La política sigue a la cultura: una lección de David Brooks para Colombia

Si queremos un país diferente después de las elecciones, quizás debamos empezar por cambiar algo más profundo que un gobierno: la cultura que lo hizo posible.

A pocos días de que Colombia elija a su próximo presidente, millones de ciudadanos se preparan para acudir a las urnas con una mezcla de esperanza, preocupación, cansancio y desconfianza.

Durante meses hemos asistido a una campaña marcada por la polarización, los ataques personales, los videos virales, las acusaciones mutuas y una creciente sensación de incertidumbre. Como suele ocurrir en estos momentos, buena parte de la conversación pública parece haberse reducido a una pregunta aparentemente simple: ¿quién ganará?
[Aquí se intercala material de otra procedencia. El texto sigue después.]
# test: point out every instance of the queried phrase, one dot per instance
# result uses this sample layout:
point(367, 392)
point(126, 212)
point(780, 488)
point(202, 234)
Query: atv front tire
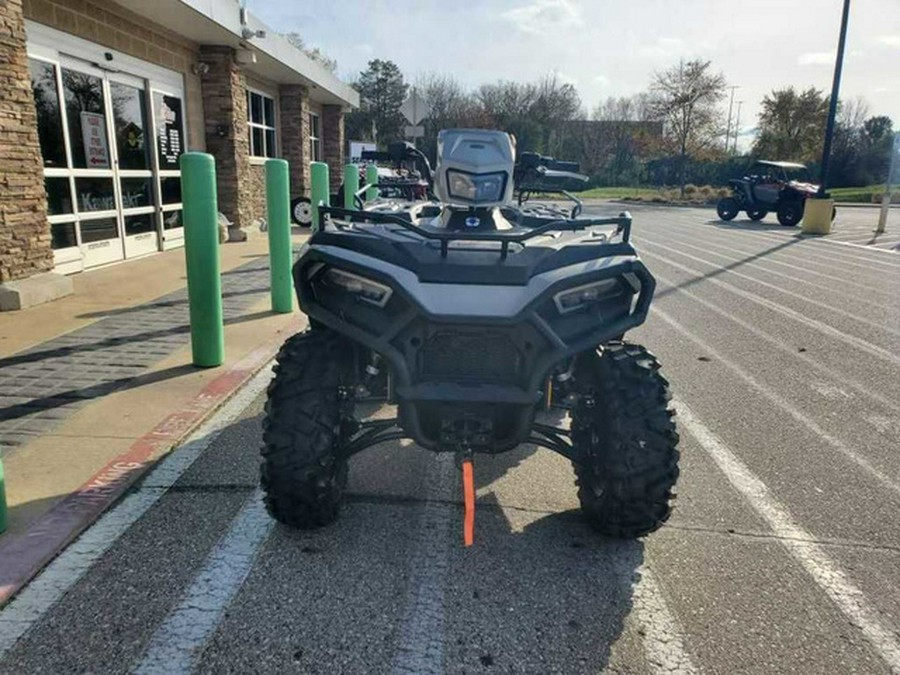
point(302, 473)
point(624, 436)
point(790, 212)
point(727, 208)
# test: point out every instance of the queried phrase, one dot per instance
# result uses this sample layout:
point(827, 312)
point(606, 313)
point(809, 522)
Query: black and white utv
point(472, 314)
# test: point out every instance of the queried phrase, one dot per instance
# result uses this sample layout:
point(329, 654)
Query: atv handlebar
point(622, 223)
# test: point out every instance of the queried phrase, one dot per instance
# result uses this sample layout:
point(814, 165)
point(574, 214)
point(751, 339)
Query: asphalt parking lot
point(783, 554)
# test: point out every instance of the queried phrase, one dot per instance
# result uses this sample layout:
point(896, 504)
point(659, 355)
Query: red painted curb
point(23, 555)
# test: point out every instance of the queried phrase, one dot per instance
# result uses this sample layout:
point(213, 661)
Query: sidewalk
point(85, 379)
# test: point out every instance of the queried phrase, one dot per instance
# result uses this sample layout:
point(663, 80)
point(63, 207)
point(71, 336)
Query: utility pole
point(728, 126)
point(832, 109)
point(886, 197)
point(737, 127)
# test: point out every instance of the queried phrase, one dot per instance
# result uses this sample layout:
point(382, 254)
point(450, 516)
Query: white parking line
point(660, 633)
point(420, 649)
point(179, 640)
point(842, 379)
point(71, 565)
point(780, 289)
point(782, 403)
point(827, 575)
point(857, 342)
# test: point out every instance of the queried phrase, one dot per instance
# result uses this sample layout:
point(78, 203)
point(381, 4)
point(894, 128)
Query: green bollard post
point(280, 255)
point(3, 523)
point(201, 252)
point(351, 185)
point(371, 179)
point(321, 191)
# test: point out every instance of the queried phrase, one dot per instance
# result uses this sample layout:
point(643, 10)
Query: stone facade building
point(99, 98)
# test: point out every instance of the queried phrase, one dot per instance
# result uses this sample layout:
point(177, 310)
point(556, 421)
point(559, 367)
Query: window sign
point(168, 130)
point(96, 148)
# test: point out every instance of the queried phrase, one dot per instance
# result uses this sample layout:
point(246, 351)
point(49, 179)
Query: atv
point(471, 315)
point(782, 187)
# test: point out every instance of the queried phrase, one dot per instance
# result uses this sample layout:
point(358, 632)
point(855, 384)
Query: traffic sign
point(415, 108)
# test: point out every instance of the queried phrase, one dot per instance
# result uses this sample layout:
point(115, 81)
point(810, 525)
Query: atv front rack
point(622, 223)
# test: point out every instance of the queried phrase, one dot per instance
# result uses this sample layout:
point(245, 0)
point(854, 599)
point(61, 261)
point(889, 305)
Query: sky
point(612, 47)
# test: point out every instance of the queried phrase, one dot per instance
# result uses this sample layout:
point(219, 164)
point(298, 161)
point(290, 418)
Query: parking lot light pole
point(888, 185)
point(817, 214)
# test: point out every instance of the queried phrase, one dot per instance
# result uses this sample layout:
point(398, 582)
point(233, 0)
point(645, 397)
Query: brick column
point(294, 113)
point(225, 109)
point(24, 232)
point(333, 143)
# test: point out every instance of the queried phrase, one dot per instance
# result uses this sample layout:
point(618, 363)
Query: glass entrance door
point(134, 174)
point(87, 108)
point(168, 126)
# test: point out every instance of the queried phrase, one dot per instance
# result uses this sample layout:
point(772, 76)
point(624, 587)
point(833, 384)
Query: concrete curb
point(23, 555)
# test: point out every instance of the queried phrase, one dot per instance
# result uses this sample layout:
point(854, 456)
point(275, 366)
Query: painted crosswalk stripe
point(826, 574)
point(73, 563)
point(179, 640)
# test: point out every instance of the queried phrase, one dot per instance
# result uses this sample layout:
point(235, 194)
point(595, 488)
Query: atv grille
point(455, 356)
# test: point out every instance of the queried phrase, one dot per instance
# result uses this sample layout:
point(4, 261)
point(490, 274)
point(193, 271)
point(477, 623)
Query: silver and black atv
point(472, 314)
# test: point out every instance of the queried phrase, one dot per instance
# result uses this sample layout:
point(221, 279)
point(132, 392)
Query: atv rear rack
point(622, 223)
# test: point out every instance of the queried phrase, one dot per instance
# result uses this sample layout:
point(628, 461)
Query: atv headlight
point(476, 187)
point(363, 289)
point(581, 296)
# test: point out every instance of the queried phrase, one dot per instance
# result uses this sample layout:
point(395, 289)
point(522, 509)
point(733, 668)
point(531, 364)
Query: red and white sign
point(96, 147)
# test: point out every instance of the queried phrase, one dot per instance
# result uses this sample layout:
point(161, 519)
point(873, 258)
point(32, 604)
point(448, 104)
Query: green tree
point(686, 98)
point(381, 93)
point(792, 125)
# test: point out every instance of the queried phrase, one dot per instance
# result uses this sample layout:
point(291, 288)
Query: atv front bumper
point(471, 361)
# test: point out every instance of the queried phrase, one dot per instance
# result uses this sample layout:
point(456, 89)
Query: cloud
point(816, 59)
point(541, 16)
point(663, 48)
point(825, 58)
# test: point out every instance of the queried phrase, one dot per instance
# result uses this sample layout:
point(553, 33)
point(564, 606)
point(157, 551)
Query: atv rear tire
point(624, 435)
point(727, 208)
point(756, 214)
point(302, 474)
point(790, 213)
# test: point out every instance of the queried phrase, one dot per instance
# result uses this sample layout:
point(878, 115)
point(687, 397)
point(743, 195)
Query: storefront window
point(87, 122)
point(62, 235)
point(129, 114)
point(315, 142)
point(95, 194)
point(172, 220)
point(171, 190)
point(169, 125)
point(136, 192)
point(59, 196)
point(98, 230)
point(139, 224)
point(261, 120)
point(46, 102)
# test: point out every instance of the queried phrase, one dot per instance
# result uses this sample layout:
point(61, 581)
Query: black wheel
point(756, 214)
point(790, 212)
point(727, 208)
point(302, 473)
point(301, 211)
point(624, 433)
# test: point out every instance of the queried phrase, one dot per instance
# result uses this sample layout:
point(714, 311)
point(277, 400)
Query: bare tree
point(686, 97)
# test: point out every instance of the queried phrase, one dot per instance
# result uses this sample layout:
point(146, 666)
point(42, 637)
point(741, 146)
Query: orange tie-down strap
point(469, 502)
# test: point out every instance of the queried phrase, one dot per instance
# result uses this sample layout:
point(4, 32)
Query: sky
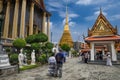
point(82, 15)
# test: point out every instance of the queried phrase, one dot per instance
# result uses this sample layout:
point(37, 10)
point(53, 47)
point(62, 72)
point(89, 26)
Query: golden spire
point(66, 27)
point(66, 36)
point(100, 10)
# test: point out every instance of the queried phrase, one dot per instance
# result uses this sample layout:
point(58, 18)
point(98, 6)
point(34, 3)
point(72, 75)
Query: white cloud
point(115, 17)
point(94, 16)
point(90, 2)
point(55, 4)
point(70, 22)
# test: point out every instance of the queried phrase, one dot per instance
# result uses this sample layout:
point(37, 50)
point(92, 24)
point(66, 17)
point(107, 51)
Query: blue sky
point(82, 15)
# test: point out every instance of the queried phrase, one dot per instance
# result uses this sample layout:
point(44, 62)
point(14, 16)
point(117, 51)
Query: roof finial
point(66, 12)
point(100, 10)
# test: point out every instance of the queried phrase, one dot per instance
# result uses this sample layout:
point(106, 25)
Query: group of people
point(22, 58)
point(56, 60)
point(85, 56)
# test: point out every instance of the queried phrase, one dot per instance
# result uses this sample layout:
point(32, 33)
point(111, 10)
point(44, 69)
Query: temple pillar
point(44, 21)
point(114, 57)
point(1, 6)
point(22, 23)
point(48, 28)
point(15, 20)
point(31, 19)
point(7, 18)
point(92, 51)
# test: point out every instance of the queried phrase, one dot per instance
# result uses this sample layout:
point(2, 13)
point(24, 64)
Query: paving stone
point(72, 70)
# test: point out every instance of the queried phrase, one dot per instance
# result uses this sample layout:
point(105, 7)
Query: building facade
point(23, 18)
point(66, 36)
point(103, 36)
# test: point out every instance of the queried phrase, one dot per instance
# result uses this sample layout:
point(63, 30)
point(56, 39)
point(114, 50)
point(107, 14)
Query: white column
point(31, 19)
point(114, 57)
point(92, 51)
point(7, 17)
point(15, 20)
point(48, 28)
point(22, 23)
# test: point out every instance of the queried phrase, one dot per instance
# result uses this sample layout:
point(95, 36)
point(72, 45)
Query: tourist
point(108, 62)
point(21, 58)
point(59, 59)
point(33, 57)
point(55, 49)
point(86, 56)
point(52, 65)
point(52, 59)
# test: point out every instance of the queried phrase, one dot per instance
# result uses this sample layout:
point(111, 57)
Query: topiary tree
point(30, 39)
point(65, 47)
point(35, 46)
point(19, 43)
point(14, 58)
point(49, 45)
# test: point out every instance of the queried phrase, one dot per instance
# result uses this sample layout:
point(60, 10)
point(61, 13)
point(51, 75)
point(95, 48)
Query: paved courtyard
point(72, 70)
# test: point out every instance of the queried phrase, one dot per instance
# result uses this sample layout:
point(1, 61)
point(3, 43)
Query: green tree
point(65, 47)
point(19, 43)
point(35, 46)
point(30, 39)
point(41, 37)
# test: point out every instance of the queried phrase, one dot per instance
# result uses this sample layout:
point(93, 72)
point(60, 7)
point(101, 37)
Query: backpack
point(58, 57)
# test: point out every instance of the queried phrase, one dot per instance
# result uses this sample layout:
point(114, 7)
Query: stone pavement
point(73, 69)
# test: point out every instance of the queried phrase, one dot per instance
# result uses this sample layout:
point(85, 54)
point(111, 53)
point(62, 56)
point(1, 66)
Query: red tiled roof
point(103, 38)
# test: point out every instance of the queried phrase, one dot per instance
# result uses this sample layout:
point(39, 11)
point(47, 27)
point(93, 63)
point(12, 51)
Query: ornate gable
point(102, 27)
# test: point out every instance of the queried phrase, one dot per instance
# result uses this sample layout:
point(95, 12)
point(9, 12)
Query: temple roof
point(103, 38)
point(66, 36)
point(102, 27)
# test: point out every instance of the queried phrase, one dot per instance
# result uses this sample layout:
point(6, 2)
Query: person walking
point(52, 65)
point(108, 62)
point(86, 55)
point(60, 60)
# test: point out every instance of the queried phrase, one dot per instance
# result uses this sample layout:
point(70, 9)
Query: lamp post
point(1, 24)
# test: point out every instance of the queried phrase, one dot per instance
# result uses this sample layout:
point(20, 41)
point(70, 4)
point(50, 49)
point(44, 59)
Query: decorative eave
point(103, 38)
point(41, 6)
point(102, 17)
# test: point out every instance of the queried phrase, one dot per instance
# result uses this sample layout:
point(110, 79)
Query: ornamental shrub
point(14, 58)
point(19, 43)
point(42, 59)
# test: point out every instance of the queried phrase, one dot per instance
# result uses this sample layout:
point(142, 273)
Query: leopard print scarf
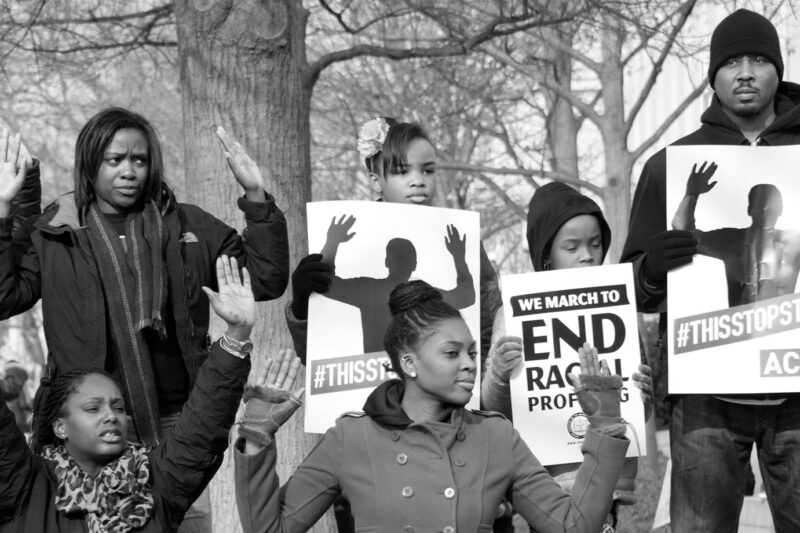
point(117, 500)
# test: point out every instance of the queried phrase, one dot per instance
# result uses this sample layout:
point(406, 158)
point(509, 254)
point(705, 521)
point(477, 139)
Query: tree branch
point(566, 94)
point(553, 175)
point(647, 143)
point(686, 10)
point(490, 30)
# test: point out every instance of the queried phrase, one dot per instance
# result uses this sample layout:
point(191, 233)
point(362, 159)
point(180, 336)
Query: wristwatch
point(240, 349)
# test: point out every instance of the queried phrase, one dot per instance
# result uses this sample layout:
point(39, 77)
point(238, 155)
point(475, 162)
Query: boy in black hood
point(566, 229)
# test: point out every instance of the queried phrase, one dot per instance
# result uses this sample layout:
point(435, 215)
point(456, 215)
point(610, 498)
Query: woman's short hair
point(416, 309)
point(392, 156)
point(52, 405)
point(93, 140)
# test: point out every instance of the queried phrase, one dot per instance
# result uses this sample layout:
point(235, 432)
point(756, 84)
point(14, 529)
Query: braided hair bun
point(410, 295)
point(416, 309)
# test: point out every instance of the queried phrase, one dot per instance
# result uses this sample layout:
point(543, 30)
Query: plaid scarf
point(117, 500)
point(135, 286)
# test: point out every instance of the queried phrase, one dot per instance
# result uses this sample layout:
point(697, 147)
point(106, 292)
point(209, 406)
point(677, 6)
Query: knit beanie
point(744, 32)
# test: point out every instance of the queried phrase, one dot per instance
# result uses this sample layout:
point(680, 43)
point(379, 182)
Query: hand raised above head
point(455, 244)
point(234, 302)
point(244, 168)
point(597, 389)
point(504, 356)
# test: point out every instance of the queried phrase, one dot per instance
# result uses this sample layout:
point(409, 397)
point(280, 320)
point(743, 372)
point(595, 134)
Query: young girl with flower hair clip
point(402, 165)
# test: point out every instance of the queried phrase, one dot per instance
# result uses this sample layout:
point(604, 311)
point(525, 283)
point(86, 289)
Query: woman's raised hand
point(13, 165)
point(270, 402)
point(234, 302)
point(245, 170)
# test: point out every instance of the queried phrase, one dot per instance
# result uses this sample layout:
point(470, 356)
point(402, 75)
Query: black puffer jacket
point(649, 211)
point(180, 468)
point(58, 266)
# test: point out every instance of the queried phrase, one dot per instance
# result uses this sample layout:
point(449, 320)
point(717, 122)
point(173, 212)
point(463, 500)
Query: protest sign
point(734, 312)
point(374, 246)
point(555, 312)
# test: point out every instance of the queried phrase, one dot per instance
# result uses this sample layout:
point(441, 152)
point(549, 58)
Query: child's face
point(578, 243)
point(412, 183)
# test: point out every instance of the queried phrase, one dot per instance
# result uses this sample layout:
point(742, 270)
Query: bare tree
point(251, 65)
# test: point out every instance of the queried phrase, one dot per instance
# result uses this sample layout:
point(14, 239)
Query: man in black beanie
point(711, 437)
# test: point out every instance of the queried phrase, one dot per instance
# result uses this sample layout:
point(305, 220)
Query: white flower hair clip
point(371, 137)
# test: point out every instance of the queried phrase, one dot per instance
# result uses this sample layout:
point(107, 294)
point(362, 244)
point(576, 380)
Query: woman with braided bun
point(81, 473)
point(416, 459)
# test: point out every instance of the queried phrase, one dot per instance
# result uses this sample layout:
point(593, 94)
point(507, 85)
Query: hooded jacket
point(551, 206)
point(648, 214)
point(400, 475)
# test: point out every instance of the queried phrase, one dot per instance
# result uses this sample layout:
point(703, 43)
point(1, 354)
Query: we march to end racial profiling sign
point(554, 312)
point(345, 357)
point(734, 312)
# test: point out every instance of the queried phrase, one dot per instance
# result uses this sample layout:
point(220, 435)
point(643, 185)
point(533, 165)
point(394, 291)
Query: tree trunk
point(242, 65)
point(562, 127)
point(618, 164)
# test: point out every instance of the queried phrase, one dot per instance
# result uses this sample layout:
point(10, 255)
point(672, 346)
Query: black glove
point(311, 275)
point(665, 251)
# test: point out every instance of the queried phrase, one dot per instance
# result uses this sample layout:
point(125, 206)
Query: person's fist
point(667, 250)
point(310, 275)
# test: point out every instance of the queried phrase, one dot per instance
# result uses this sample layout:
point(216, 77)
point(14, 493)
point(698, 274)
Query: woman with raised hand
point(81, 472)
point(119, 263)
point(416, 459)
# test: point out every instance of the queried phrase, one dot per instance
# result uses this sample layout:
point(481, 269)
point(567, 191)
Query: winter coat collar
point(383, 406)
point(62, 215)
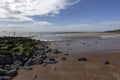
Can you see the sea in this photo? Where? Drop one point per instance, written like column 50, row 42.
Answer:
column 47, row 36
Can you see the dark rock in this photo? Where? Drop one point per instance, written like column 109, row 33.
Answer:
column 7, row 67
column 29, row 62
column 63, row 58
column 82, row 59
column 2, row 72
column 38, row 60
column 66, row 54
column 6, row 60
column 27, row 68
column 3, row 78
column 34, row 76
column 12, row 73
column 105, row 62
column 16, row 64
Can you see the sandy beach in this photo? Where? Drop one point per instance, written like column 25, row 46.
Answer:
column 72, row 69
column 96, row 51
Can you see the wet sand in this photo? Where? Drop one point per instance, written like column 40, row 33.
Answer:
column 72, row 69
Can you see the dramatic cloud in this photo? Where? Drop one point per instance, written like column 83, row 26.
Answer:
column 20, row 10
column 46, row 26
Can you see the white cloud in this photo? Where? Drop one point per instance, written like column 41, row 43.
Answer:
column 44, row 26
column 19, row 10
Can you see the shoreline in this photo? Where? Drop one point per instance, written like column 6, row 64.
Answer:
column 63, row 61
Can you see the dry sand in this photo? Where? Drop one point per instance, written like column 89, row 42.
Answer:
column 72, row 69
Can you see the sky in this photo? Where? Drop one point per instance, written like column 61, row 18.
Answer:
column 59, row 15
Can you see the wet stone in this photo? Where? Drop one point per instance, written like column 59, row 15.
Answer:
column 82, row 59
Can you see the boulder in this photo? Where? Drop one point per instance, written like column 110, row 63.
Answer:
column 63, row 58
column 27, row 68
column 66, row 54
column 82, row 59
column 2, row 72
column 3, row 78
column 12, row 73
column 105, row 62
column 34, row 76
column 38, row 60
column 16, row 64
column 29, row 62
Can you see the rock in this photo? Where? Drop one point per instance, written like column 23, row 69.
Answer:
column 3, row 78
column 105, row 62
column 7, row 67
column 27, row 68
column 45, row 64
column 38, row 60
column 63, row 58
column 82, row 59
column 29, row 62
column 16, row 64
column 6, row 60
column 66, row 54
column 12, row 73
column 53, row 68
column 34, row 76
column 2, row 72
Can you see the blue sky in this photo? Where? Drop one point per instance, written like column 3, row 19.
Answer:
column 60, row 15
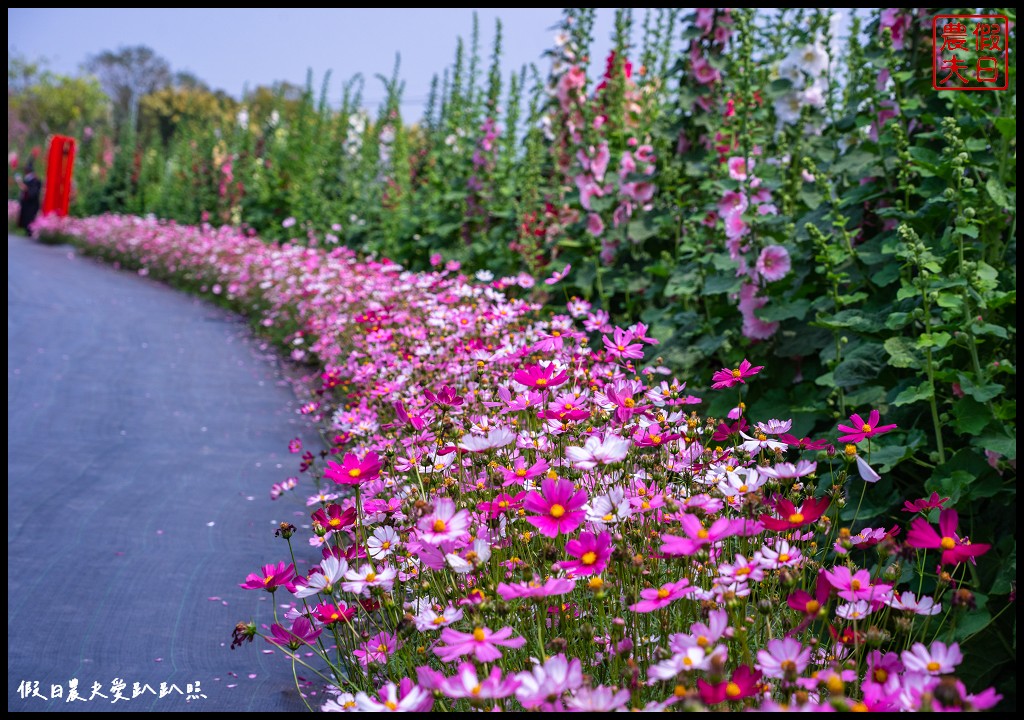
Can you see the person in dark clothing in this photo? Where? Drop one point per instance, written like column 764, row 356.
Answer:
column 32, row 187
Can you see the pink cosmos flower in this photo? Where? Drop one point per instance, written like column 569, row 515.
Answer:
column 301, row 634
column 592, row 553
column 270, row 578
column 443, row 522
column 737, row 376
column 656, row 598
column 535, row 588
column 937, row 660
column 482, row 643
column 353, row 471
column 773, row 263
column 954, row 549
column 598, row 451
column 784, row 659
column 540, row 376
column 467, row 683
column 861, row 429
column 559, row 507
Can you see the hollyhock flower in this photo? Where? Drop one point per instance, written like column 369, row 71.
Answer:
column 598, row 451
column 784, row 659
column 856, row 586
column 270, row 578
column 482, row 643
column 809, row 512
column 773, row 263
column 543, row 376
column 696, row 535
column 301, row 634
column 598, row 700
column 535, row 588
column 549, row 680
column 592, row 553
column 745, row 682
column 327, row 612
column 353, row 471
column 359, row 580
column 954, row 549
column 377, row 649
column 737, row 376
column 559, row 507
column 861, row 429
column 656, row 598
column 403, row 697
column 937, row 660
column 331, row 570
column 926, row 504
column 443, row 522
column 466, row 683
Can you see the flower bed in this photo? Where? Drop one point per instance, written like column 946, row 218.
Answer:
column 523, row 510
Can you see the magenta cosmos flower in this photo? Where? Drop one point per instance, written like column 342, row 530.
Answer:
column 858, row 429
column 591, row 552
column 558, row 507
column 270, row 578
column 737, row 376
column 353, row 471
column 482, row 643
column 540, row 376
column 954, row 550
column 656, row 598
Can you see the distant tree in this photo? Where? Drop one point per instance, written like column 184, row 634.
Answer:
column 128, row 75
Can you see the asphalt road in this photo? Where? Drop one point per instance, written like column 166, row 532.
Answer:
column 144, row 431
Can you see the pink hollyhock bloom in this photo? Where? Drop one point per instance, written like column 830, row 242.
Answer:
column 784, row 659
column 443, row 522
column 598, row 451
column 954, row 549
column 535, row 588
column 592, row 553
column 353, row 471
column 773, row 263
column 403, row 697
column 745, row 682
column 466, row 683
column 810, row 510
column 656, row 598
column 727, row 378
column 697, row 535
column 270, row 578
column 925, row 504
column 540, row 376
column 300, row 635
column 559, row 507
column 861, row 429
column 482, row 643
column 937, row 660
column 558, row 274
column 545, row 682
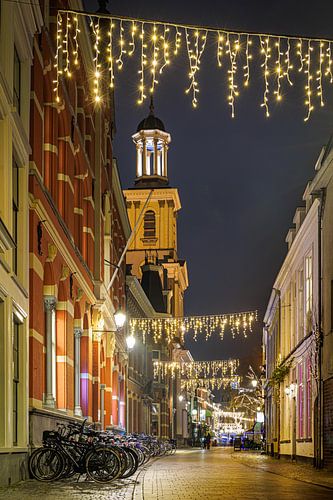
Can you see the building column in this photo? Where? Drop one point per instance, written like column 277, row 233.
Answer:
column 50, row 334
column 138, row 160
column 122, row 403
column 155, row 157
column 165, row 161
column 77, row 372
column 144, row 157
column 115, row 393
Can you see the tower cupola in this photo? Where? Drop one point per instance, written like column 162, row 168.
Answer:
column 151, row 141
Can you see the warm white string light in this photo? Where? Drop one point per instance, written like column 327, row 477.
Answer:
column 132, row 42
column 97, row 74
column 143, row 64
column 196, row 369
column 194, row 57
column 216, row 383
column 166, row 54
column 58, row 69
column 308, row 86
column 265, row 49
column 176, row 328
column 158, row 54
column 328, row 71
column 178, row 41
column 110, row 51
column 154, row 61
column 219, row 52
column 122, row 50
column 320, row 74
column 248, row 56
column 289, row 66
column 300, row 54
column 279, row 72
column 76, row 42
column 66, row 47
column 232, row 50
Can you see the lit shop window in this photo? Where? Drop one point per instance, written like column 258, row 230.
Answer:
column 308, row 284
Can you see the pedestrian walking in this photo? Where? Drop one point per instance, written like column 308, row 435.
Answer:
column 207, row 440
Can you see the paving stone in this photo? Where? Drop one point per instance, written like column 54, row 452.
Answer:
column 193, row 475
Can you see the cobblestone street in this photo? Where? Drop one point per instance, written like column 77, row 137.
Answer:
column 190, row 475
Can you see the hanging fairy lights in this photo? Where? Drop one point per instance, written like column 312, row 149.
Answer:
column 173, row 329
column 196, row 369
column 214, row 383
column 159, row 42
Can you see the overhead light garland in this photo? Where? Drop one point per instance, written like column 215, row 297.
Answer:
column 174, row 329
column 213, row 383
column 195, row 369
column 156, row 44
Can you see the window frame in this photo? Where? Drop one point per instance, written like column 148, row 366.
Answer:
column 15, row 211
column 17, row 80
column 149, row 225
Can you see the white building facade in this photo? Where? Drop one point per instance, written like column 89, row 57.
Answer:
column 19, row 22
column 298, row 333
column 290, row 343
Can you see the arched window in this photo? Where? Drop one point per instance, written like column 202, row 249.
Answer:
column 149, row 224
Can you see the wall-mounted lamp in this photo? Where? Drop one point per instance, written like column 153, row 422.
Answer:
column 71, row 284
column 130, row 342
column 119, row 318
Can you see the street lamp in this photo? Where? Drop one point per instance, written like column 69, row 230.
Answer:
column 119, row 318
column 130, row 342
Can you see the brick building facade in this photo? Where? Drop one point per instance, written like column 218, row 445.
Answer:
column 78, row 228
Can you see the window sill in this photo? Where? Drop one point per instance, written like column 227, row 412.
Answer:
column 149, row 241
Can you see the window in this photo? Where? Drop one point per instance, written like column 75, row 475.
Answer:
column 16, row 377
column 300, row 408
column 308, row 284
column 17, row 82
column 300, row 305
column 155, row 419
column 15, row 213
column 308, row 399
column 149, row 224
column 156, row 355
Sin embargo, existe otra pregunta mucho más importante y mucho menos discutida: ¿Qué tipo de sociedad está produciendo los liderazgos que llegan hoy a competir por el poder?

La diferencia entre ambas preguntas es enorme. La primera mira al resultado electoral. La segunda mira a la cultura que hace posible ese resultado. Y es precisamente sobre este tema que reflexionó recientemente el reconocido escritor y analista estadounidense David Brooks en una conferencia en la Universidad de Yale. Sus observaciones estaban dirigidas a entender la profunda crisis que vive Estados Unidos, pero muchas de sus conclusiones parecen describir con sorprendente precisión lo que hoy ocurre en Colombia.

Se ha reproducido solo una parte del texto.